Module: Mesa
Branch: main
Commit: ede0630f9e14614e036c57c2d4401f750b8398a2
URL:    
http://cgit.freedesktop.org/mesa/mesa/commit/?id=ede0630f9e14614e036c57c2d4401f750b8398a2

Author: Georg Lehmann <[email protected]>
Date:   Mon Jan  9 12:32:56 2023 +0100

aco: use v_fma_mix_f32 for v_fma_f32 with 2 fp16 representable, different 
literals

We can pack two fp16 literals into one 32bit literal and use opsel to select
the correct value.
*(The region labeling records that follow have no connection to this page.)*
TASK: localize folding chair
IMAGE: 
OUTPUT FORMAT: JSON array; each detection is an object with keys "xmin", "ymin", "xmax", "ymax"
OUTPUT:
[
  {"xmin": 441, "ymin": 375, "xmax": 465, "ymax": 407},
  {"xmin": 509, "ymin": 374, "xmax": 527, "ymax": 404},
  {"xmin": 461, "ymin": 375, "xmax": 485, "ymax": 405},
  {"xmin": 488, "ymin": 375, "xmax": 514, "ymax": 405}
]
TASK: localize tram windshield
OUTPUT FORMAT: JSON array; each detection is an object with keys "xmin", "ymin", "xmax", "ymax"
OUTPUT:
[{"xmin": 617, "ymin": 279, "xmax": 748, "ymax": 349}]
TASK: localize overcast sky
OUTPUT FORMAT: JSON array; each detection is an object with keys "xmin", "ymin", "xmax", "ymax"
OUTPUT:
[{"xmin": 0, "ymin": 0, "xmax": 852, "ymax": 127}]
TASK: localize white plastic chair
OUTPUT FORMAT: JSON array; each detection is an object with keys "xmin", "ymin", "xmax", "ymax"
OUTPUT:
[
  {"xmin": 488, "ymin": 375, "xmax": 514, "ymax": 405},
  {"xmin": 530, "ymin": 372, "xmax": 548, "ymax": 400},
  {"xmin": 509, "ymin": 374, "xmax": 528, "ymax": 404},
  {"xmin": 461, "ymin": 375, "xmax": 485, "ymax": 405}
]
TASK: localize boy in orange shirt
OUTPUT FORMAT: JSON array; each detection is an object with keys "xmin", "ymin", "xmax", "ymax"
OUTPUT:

Note that LLVM currently disassembles these instructions
incorrectly.

Foz-DB Navi21:
Totals from 13365 (9.91% of 134913) affected shaders:
VGPRs: 840880 -> 840016 (-0.10%); split: -0.11%, +0.01%
SpillSGPRs: 724 -> 722 (-0.28%)
CodeSize: 82439364 -> 82451336 (+0.01%); split: -0.06%, +0.08%
MaxWaves: 244858 -> 244980 (+0.05%)
Instrs: 15265976 -> 15247201 (-0.12%); split: -0.13%, +0.01%
Latency: 223316180 -> 223272495 (-0.02%); split: -0.03%, +0.02%
InvThroughput: 41981375 -> 41969917 (-0.03%); split: -0.04%, +0.01%
VClause: 266775 -> 266558 (-0.08%); split: -0.14%, +0.06%
SClause: 646602 -> 645996 (-0.09%); split: -0.16%, +0.07%
Copies: 794703 -> 776075 (-2.34%); split: -2.46%, +0.12%
Branches: 296317 -> 296316 (-0.00%)
PreSGPRs: 658796 -> 656479 (-0.35%); split: -0.35%, +0.00%
PreVGPRs: 744014 -> 743679 (-0.05%)

Reviewed-by: Rhys Perry <[email protected]>
Part-of: <https://gitlab.freedesktop.org/mesa/mesa/-/merge_requests/20587>

---

 src/amd/compiler/aco_optimizer.cpp | 67 +++++++++++++++++++++++++++++++++++---
 1 file changed, 63 insertions(+), 4 deletions(-)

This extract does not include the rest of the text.